Slain suspect had gotten a 'general discharge' after gunfire incident

  • Article by: Theresa Vargas, Stever Hendrix and Marc Fisher
  • Washington Post
  • September 16, 2013 - 9:17 PM


– Aaron Alexis lived for a time in a bungalow in the woods near a Buddhist temple in Fort Worth, Texas, where he occasionally joined Thai immigrants in meditation. He died Monday in a gun battle with police in a building at the Washington Navy Yard after he killed at least 12 people.

In between, the man named as the shooter in Monday’s mass murder at Navy Yard Building 197 was discharged from the Navy Reserve, arrested for shooting a bullet into his downstairs neighbor’s apartment and then asked to leave his Fort Worth apartment.

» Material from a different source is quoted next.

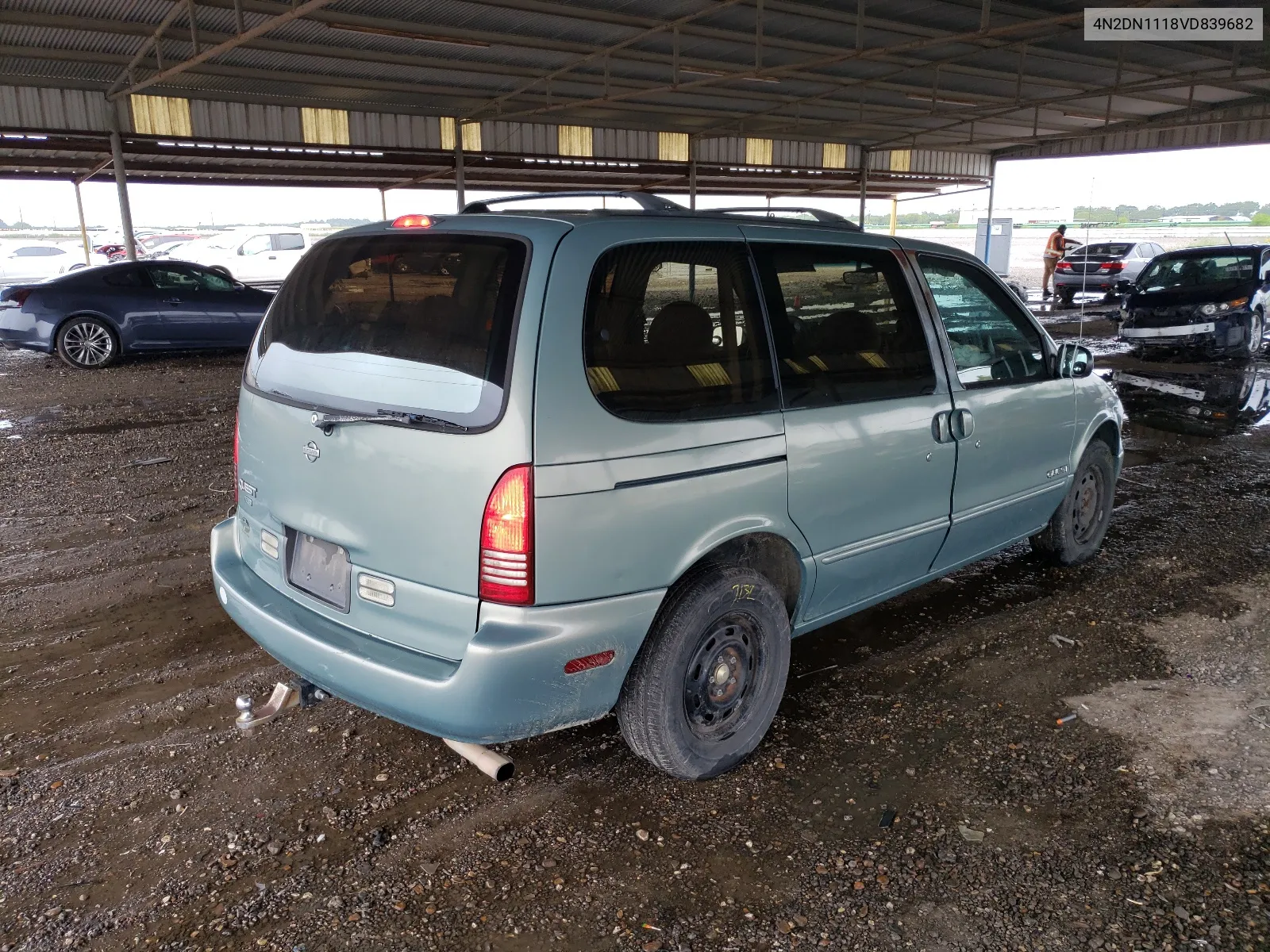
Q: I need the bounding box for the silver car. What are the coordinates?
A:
[1054,241,1164,305]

A Navy official, speaking on condition of anonymity, said Alexis was discharged in January 2011 for “a pattern of misconduct” and that the 2010 gun incident in Texas played a role in his departure.

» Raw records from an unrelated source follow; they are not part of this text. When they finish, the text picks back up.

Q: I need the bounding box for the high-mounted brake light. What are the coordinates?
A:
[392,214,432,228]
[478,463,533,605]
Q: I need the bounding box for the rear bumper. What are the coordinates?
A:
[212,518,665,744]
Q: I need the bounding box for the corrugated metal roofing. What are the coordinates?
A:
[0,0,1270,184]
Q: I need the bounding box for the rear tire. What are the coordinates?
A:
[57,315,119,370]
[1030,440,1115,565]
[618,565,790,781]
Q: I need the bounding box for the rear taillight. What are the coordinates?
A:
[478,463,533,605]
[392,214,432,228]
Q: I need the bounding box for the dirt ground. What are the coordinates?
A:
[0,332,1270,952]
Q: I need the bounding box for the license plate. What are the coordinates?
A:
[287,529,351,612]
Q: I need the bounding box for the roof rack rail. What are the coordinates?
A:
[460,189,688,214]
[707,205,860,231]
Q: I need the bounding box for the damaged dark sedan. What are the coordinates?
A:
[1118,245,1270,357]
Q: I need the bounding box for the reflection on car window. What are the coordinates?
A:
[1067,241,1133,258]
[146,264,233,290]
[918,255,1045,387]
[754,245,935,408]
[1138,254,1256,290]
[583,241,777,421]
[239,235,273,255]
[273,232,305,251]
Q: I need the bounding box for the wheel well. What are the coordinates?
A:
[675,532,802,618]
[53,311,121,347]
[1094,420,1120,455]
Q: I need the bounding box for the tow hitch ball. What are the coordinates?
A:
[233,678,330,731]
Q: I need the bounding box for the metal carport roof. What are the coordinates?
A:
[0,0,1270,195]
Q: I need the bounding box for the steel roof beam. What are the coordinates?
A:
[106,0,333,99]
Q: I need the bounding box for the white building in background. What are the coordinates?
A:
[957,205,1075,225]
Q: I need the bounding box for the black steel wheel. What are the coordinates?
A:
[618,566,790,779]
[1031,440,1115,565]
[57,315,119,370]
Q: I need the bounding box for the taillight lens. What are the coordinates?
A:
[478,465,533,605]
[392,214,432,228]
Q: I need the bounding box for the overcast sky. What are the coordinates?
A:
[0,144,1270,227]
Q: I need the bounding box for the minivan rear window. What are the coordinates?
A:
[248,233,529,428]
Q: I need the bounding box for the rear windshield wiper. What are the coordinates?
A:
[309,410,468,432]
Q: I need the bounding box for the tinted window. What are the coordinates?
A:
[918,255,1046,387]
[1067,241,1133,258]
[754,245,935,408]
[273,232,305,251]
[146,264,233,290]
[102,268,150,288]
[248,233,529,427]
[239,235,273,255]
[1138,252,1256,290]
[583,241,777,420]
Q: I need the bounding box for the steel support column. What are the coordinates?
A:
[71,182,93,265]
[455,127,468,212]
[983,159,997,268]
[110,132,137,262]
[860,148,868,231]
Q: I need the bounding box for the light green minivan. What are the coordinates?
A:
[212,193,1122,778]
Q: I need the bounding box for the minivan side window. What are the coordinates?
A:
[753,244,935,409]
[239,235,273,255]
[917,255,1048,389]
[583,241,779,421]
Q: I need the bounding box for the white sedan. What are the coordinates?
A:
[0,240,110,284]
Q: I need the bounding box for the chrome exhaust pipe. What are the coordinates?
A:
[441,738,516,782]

Another Navy official said Alexis was given a “general discharge,” a classification often used to designate a blemished record of performance. In some cases, a general discharge can make it difficult to land a civilian job.

Alexis, 34, arrived in Washington about four months ago, friends said. He had worked recently for a defense contractor called The Experts, which is a subcontractor on an HP Enterprise Services contract to work on the Navy Marine Corps’ Intranet network, according to Hewlett-Packard spokesman Michael Thacker. Officials at The Experts did not immediately reply to phone messages. It was unclear whether Alexis was still employed by that subcontractor, or whether his work had brought him to the Navy Yard.

Investigators Monday night were examining how Alexis got into the Navy Yard, and whether he had or used the identification card of a former Navy petty officer that was found near Alexis’ body.

Those who knew Alexis in recent years describe him as a “sweet and intelligent guy” (a regular customer at the Thai restaurant where he worked as a waiter), as “a good boy” (his landlord), but also as someone who was “very aggressive,” someone who seemed like he might one day kill himself (a lay worker at the temple where Alexis worshiped).

In 2004, Alexis was arrested in Seattle after he fired three shots from a pistol into the tires of a car that two construction workers had parked in a driveway adjacent to Alexis’ house. Alexis’ father told Seattle detectives then that his son “had experienced anger-management problems that the family believed was associated with PTSD,” or post-traumatic stress disorder, according to the police report. The father said that Alexis “was an active participant in rescue attempts of Sept. 11, 2001.”

Alexis’s own explanation for his behavior that day: the construction workers had “mocked” and “disrespected” him and then he had had “a blackout fueled by anger.”

Alexis was not charged in the Seattle incident.

More recently, Alexis struck those who crossed his path as a man of sharp contrasts. He studied the Thai language, visited Thailand for a month, was studying for an online degree in aeronautical engineering and seemed to enjoy conversing with customers, according to friends, customers and fellow worshipers. But some of those same people said that Alexis had an aggressive streak, one that caused them to keep their distance and avoid personal questions.

“We haven’t seen him for years,” an aunt, Helen Weeks, said. “I know he was in the military. He served abroad. I think he was doing some kind of computer work.”

Alexis spent nearly four years in the Navy as a full-time reservist from May 2007 until he was discharged in January 2011, according to records released by the Navy. A Navy official said Alexis was discharged for “misconduct,” and that the 2010 firearms incident in Texas played a role in his departure.

He achieved his final rank of Aviation Electrician’s Mate 3rd Class in December 2009 and spent the bulk of his service time assigned to the Fleet Logistics Support Squadron 46 at Naval Air Station Fort Worth, records show. He was awarded the Global War on Terrorism Service Medal and the National Defense Service Medal — two awards of minor distinction.